Consumer Alert: Tech tools to keep your kids safe while trick-or-treating this Halloween

Consumer Alert: Tech tools to keep track of trick-or-treaters

Consumer Alert: Tech tools to keep track of trick-or-treaters

ROCHESTER, N.Y. – Halloween is less than two weeks away, so now is the time to make sure you have the tech tools to track your little ghost or goblin.

If we’re lucky, we as parents are cool up until our kids become tweens. Neither my tween nor my teen want me trailing behind them when they’re on the candy hunt.

Many parents believe it’s safe to allow kids 11 and older to trick or treat with friends without a parent. But according to the Consumer Product Safety Commission, 4,500 kids are injured each year on Halloween, and kids 12 to 15 are at the highest risk, likely because they’re running around in a sugar-fueled frenzy without a parent to slow them down.

Not surprisingly, more than 30% of Halloween-related injuries are trips and falls. So after we’ve had a good talk with our kids about safety and laid down clear rules and boundaries, we need to be able to track them.

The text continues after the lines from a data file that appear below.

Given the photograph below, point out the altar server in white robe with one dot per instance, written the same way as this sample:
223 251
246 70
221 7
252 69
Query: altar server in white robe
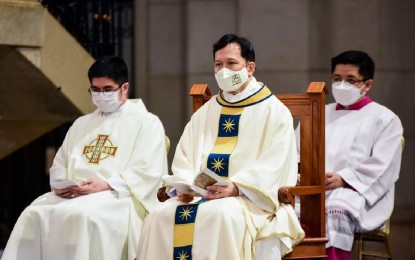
244 134
363 154
118 155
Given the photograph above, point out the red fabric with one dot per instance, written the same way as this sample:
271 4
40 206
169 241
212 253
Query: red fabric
334 253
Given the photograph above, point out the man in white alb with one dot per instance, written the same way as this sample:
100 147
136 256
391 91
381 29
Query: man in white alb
117 156
363 154
245 135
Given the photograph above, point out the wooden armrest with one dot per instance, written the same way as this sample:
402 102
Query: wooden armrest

I sat down with AT&T tech guru Jason Komenski about tech tools that are already on your little goblin’s smartphone.

Jason Komenski, AT&T: “So if you have your child turn on shared location services, and you have access to their Find My iPhone, and your Family Sharing services turned on their phone, whether it’s Android or an Apple iPhone, you’re able to see their every movement throughout the night.”

But what if your little ghost or goblin doesn’t have a smartphone? No worries.

If you have an Android, you can use a Samsung Galaxy SmartTag which sells for just over $20 on Amazon. You can just drop it in your kid’s trick-or-treat bag. If you have an Apple device, you can use an Apple AirTag which will cost about $25. Jason showed me how it works.

Jason Komenski: “Before I sat down here, I put an AirTag somewhere in this room and we’re gonna find it together.”

Deanna Dewberry, News10NBC: “Okay.”

Jason Komenski: “We’re gonna go right to my Find My iPhone app on my phone.”

Deanna Dewberry: “Okay.”

Jason Komenski: “So I click on this right here and it says ‘play sound.'”

Deanna Dewberry: “Ah – in my purse! Well that, that’s awesome!”

If your kiddo is within about 100 feet of your house, you can make that alarm go off to remind them it’s time to come home. Also, if your child has a smartwatch, remind them about the emergency button and review how and when to use it.